Die allgemeine Ausrichtung von Juni 2006 war Ausgangspunkt der Arbeit der Gruppe der JI-Referenten für die Ausarbeitung eines endgültigen Entwurftextes. Klärungsbedarf gab es hier unter anderem im Bereich der Erwägungsgründe sowie zum gemachten Vorschlag über das EBA-Formblatt (9913/07, S.28ff.).
Die Arbeiten am Entwurf für den Rahmenbeschluss wurden mit dem Dokument 9913/07 vom 25. Mai 2007 abgeschlossen und an den Ausschuss der Ständigen Vertreter (AStV) zu Abstimmung übergeben. Der Entwurfstext (ohne Erwägungsgründe und Formblatt) von 2007 weist gegenüber demjenigen aus 2006 geringen Änderungen im Wesentlichen redaktioneller Art auf.
Aktueller Sachstand
Fernmündlich durch den zuständigen Referenten des Bundesministeriums der Justiz sowie der Ständigen Vertretung wurde bestätigt, dass die inhaltliche Einigung auf den Text des Rahmenbeschlusses erfolgt sei, und der ASTV insoweit seine Arbeit abgeschlossen habe. Der Text des Rahmenbeschlusses in der genannten Fassung befinde sich nunmehr im Stadium der Übersetzungsprüfung. Außerdem haben die Mitgliedstaaten Schweden und Dänemark Parlamentsvorbehalte eingelegt. Erst wenn diese beseitigt sind, wurde der JI Rat über die Annahme des Rahmenbeschlusses EBA entscheiden können. Die Annahme muss einstimmig erfolgen (Art. 34 Abs 2 EUV), wobei Enthaltungen der Einstimmigkeit nicht im Wege stehen (Art. 41 Abs 1 S 1 EUV i.V.m. Art. 205 Abs.3. EGV). Die Beseitigung der Parlamentsvorbehalte könnte nach Auskunft des BMJ einige Zeit in Anspruch nehmen. Es sei wohl eher nicht davon auszugehen dass bereits der kommende JI-Rat (unter portugiesischer Präsidentschaft) über den Rahmenschluss abstimmen werde.
Hintergrund und Inhalt des Rahmenbeschlusses zum EBA
Der bisherige Rechtshilfeverkehr zwischen den EU-Mitgliedstaaten im Bereich der Beschlagnahme von Sachen, Schriftstücken und Daten soll durch den Rahmenbeschluss zum EBA ersetzt werden.

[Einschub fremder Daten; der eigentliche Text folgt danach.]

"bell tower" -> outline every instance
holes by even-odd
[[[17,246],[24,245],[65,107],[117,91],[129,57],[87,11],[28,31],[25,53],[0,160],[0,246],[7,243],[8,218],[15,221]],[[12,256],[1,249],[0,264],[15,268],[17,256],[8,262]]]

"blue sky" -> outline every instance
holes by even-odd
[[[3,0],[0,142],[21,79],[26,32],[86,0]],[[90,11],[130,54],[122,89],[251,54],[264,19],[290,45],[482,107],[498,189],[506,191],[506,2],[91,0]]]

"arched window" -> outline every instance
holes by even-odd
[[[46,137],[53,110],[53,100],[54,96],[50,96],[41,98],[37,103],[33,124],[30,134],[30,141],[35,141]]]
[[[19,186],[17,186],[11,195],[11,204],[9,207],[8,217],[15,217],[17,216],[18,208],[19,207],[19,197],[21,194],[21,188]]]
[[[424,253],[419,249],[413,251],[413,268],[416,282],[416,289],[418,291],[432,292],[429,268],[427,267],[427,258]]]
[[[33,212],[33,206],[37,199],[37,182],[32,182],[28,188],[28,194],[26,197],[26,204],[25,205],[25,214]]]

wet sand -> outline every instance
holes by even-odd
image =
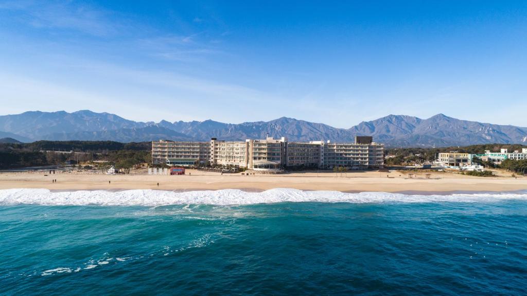
[[[455,191],[497,192],[527,190],[527,177],[483,177],[456,173],[425,173],[412,179],[404,173],[331,172],[294,173],[282,175],[221,175],[189,170],[184,175],[76,174],[63,173],[45,176],[32,173],[0,174],[0,189],[43,188],[57,191],[159,189],[188,191],[241,189],[261,191],[274,188],[342,192],[446,193]],[[387,177],[388,175],[390,177]],[[52,183],[56,179],[56,183]],[[109,183],[109,181],[110,183]],[[159,186],[157,185],[159,183]]]

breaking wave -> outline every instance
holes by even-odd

Derzeit richtet sich Rechtshilfeverkehr in diesem Bereich der sonstigen Rechtshilfe nach Regelungen des Europarates (Europäisches Übereinkommen über die Rechtshilfe in Strafsachen von 1959 (EuRhÜbk) sowie dessen Zusatzprotokollen von 1978 und 2001 und dem Europäischen Übereinkommen über Geldwäsche sowie Ermittlung, Beschlagnahme und Einziehung von Erträgen aus Straftaten von 1999)) und der Europäischen Union (Schengener Durchführungsübereinkommen (SDÜ) für die meisten Mitgliedstaaten). Durch den Rahmenschluss zum EBA soll ein Mechanismus eingeführt werden, der die Erlangung von Beweismitteln in grenzübergreifenden Rechtssachen auf der Basis des Grundsatzes der gegenseitigen Anerkennung erleichtert und so "zügige Verfahren und eindeutige Garantien für den Erlass einer Beweisanordnung und deren Vollstreckung" gewährleistet.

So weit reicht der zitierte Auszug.